James Grossane always wanted to be a teacher, but after several years in a classroom, he decided he wanted to affect change in the larger school community. He then took on a slew of administrative roles at various Long Island school districts before becoming the superintendent of the Sewanhaka Central High School District in July.

“I’m very excited to be here,” he said. “I love working with and for secondary-age students, and what I really want to do is help give them the best possible experiences in high school for whatever comes next.”

Grossane, 60, was previously the superintendent of the Smithtown Central School District for five years, and before that, he was the superintendent of the Levittown School District, assistant superintendent for student support services in the Massapequa School District, and principal of Massapequa High School and Washington Street School in Franklin Square.

“We’re excited to have an experienced superintendent at the helm,” Board President Davd Del Santo said, adding that it is important to sustain the programs the district has already implemented and, “Dr.

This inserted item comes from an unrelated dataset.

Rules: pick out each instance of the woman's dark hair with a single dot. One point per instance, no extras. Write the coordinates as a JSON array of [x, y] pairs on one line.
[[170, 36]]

Grossane is a good fit.”

While at Smithtown, he helped implement several accelerated programs, including Project Lead the Way, which helps students transition from high school to college. Last year, Grossane’s administration also presented a district-wide plan to help give students of color the same opportunities as their white peers. It called for training of administrators and teachers to identify inequality in the district, and have them attend education and equity workshops.

On Aug. 27, the Sewanhaka board voted to enter into an agreement with Adelphi University to provide teachers with professional development in dealing with issues of diversity, bias, intolerance and cultural identity.

Sewanhaka is a minority-majority district, and over the past few years, former Superintendent Ralph Ferrie worked to expand student access to challenging curriculum and Advanced Placement courses for all students, regardless of race. A lack of challenging classes was found to be one of the most persistent forms of racial inequality, according to a 2018 report by the New York Equity Coalition.

“The district’s in a really good spot,” Grossane said, adding that for the first six months of the school year his job is really to observe the programming and listen to teachers, parents, students and board members about what they would like to see. Then, when the district’s budget process begins in January, he and his team would start discussing possible additions or changes to the student programming.

But he has already begun those discussions. Over the summer, Grossane said, he’s met with a lot of community leaders, local officials, parents and students on the Superintendent’s Advisory Council, a group of students from each high school who meet with the superintendent periodically to discuss what they like about their school, what they don’t like and what additions they would like to see.

“It’s part of the listening tour,” Grossane joked, noting that it is actually important to hear all of their perspectives.

He also said that he would hold Advisory Council summits for the students from the different schools to interact and share their thoughts, and will hold meetings with the elementary school districts’ administrations so they could better coordinate curricula.

Grossane has also already toured all of the buildings in the district since he was sworn-in to ensure that the additional security measures the district implemented, like visitor management systems and secure classrooms, were in place for the start of the school year.

“Everything’s up and running for the start,” Grossane said. “So we’re all ready to roll for all the students to come back.”

Ronny Reyes contributed to this story.